Monday, November 05, 2012

Blahg, Blahg, Blahg

A few years ago, when I first heard about blogging, I was reliably informed that it was basically mental regurgitation.  Random, stream-of-conscientiousness effluvia.  Inchoate plops of verbiage emitted whenever the writer had the impulse.

I discovered, of course, that this is far from the truth, at least for weblogs worth reading.  In fact, writing a blog post is more like producing an essay than anything else.

And with one thing and the other, I don't feel like producing essays lately.

But I wouldn't mind occasionally emitting a few plops of verbiage, inchoate or not.

In no particular order and in no particular relationship:

  • Which is stronger-- my dislike of wrongheadedness or my dislike of conflict?  I ask myself this as I wonder to what degree to engage my niece and a friend of hers on Facebook over their screamingly erroneous and absurd political opinions.  Disagreeing on aims and goals and ways and means is one thing.   Having someone take her stand on outright lies is quite another.  But at this stage of the game, where do you start?  Is it worth trying?
  • Hoping Mitt Rommey wins the election tomorrow; we can't take four more years of Mr. Obama's policies.  But I have no illusion that a Republican victory will automatically open up the jobs market to someone of my age and experience.  Can't hurt, however. 
  • It's going to be hard keeping my weight down now that the cold weather has set in.  Find myself wanting to eat more.  I have a new dark gray size 6 dress I've been wearing on Sundays to preach in, but who knows if I'll be able to get into it the Sunday after Thanksgiving-- that's my next engagement.
  • Preached yesterday at a church where I've been before.  They put on the back of the bulletin, "Welcome Rev.
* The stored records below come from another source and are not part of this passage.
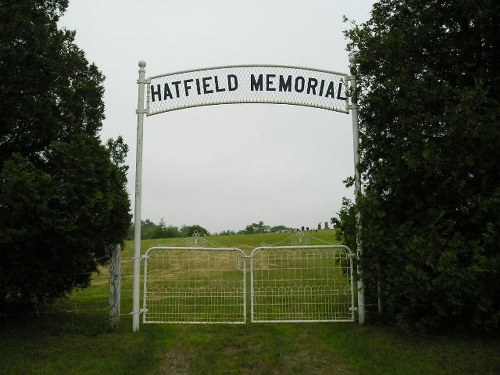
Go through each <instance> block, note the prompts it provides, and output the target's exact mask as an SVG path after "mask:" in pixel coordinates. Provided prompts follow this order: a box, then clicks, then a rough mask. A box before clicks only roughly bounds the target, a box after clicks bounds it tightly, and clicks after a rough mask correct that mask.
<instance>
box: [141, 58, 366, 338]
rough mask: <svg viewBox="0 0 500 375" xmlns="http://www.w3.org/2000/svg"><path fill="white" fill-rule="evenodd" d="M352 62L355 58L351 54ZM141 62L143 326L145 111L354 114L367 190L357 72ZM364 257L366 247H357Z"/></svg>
mask: <svg viewBox="0 0 500 375" xmlns="http://www.w3.org/2000/svg"><path fill="white" fill-rule="evenodd" d="M351 63H352V64H353V63H354V61H353V60H352V59H351ZM145 67H146V63H145V62H144V61H140V62H139V79H138V80H137V83H138V91H139V92H138V103H137V111H136V113H137V149H136V183H135V208H134V267H133V268H134V271H133V272H134V280H133V311H132V314H133V323H132V324H133V330H134V331H137V330H139V315H140V308H139V301H140V260H141V250H140V248H141V201H142V197H141V195H142V135H143V124H144V115H146V116H152V115H156V114H159V113H164V112H169V111H174V110H179V109H185V108H192V107H199V106H208V105H219V104H236V103H266V104H288V105H298V106H306V107H314V108H320V109H325V110H330V111H335V112H342V113H347V114H348V113H350V112H351V113H352V129H353V146H354V174H355V195H356V197H357V196H358V194H359V193H360V192H361V182H360V176H359V171H358V168H357V166H358V163H359V157H358V143H359V135H358V115H357V106H356V103H354V102H353V101H352V100H349V91H350V87H354V86H355V77H354V76H353V75H348V74H344V73H337V72H331V71H326V70H319V69H309V68H301V67H294V66H279V65H238V66H222V67H214V68H207V69H197V70H190V71H182V72H176V73H168V74H161V75H157V76H152V77H149V78H146V76H145V73H146V71H145V69H144V68H145ZM357 254H358V256H359V255H360V254H361V246H360V244H359V243H358V246H357ZM359 275H360V272H359V269H358V279H359V281H358V317H359V322H360V324H363V322H364V287H363V282H362V280H361V277H360V276H359Z"/></svg>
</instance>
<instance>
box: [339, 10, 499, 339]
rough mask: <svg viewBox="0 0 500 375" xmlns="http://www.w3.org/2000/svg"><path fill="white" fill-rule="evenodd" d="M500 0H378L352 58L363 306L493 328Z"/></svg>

Blogwen X* who will deliver a great SERMON."  (All-caps theirs.)  Yes, indeed, God willing I hope it was a great sermon, but I'm sorry, I'm afraid it wasn't a little bitty short one.  Normal twenty minutes-- but oh, dear, it was Communion Sunday.  And as one of the elders told me afterwards, "the old people are used to getting out in a hour," Communion or not.  He acknowledged that it was too bad they thought that way about the Word of God, but well, "they're old."  Thinking about it afterwards, I beg to differ.  The problem is not that they're old, but that they're old children-- children as to the Word, who have never matured in the faith enough to savor a proper meal of spiritual meat and drink.  But what can you do to help them grow up before they die, especially when you're not the permanent pastor?
  • Spent the afternoon processing my Halloween jack o' lanterns into pumpkin purée.  Ended up with maybe three quarts or more of it.   Now I've got to figure out what to do with it all, especially since freezer space is at a premium-- I'm storing up raw milk against the winter when the dairy dries out their cows.
  • Oh, did I mention I've been drinking raw whole milk since last April?  Great stuff, which is why I want to lay in a good supply until the cows come into milk again in the spring.
  • Thinking about the poor people in New York and New Jersey who've been devastated by Hurricane/Superstorm Sandy.  If my power was out but my house was intact and I'd put by enough water, I would be okay for food for two or three weeks, just on what I have in the pantry.  Though if the gas were shut off as well, I might be reduced to eating cold soaked pasta-- gack.  But the people in the New York boroughs, they don't have room in their dinky apartments to store a lot of food.  Their pantry is the shop down the street.  Praying the power and transportation lines will be up again sooner than soon.
  • When I look forward to enjoying the new milk in the spring, I may be living in a fantasy world.  My financial situation really stinks, and for all I know, by spring I may be living under a bridge. 
But that's another essay I don't feel like writing at the moment.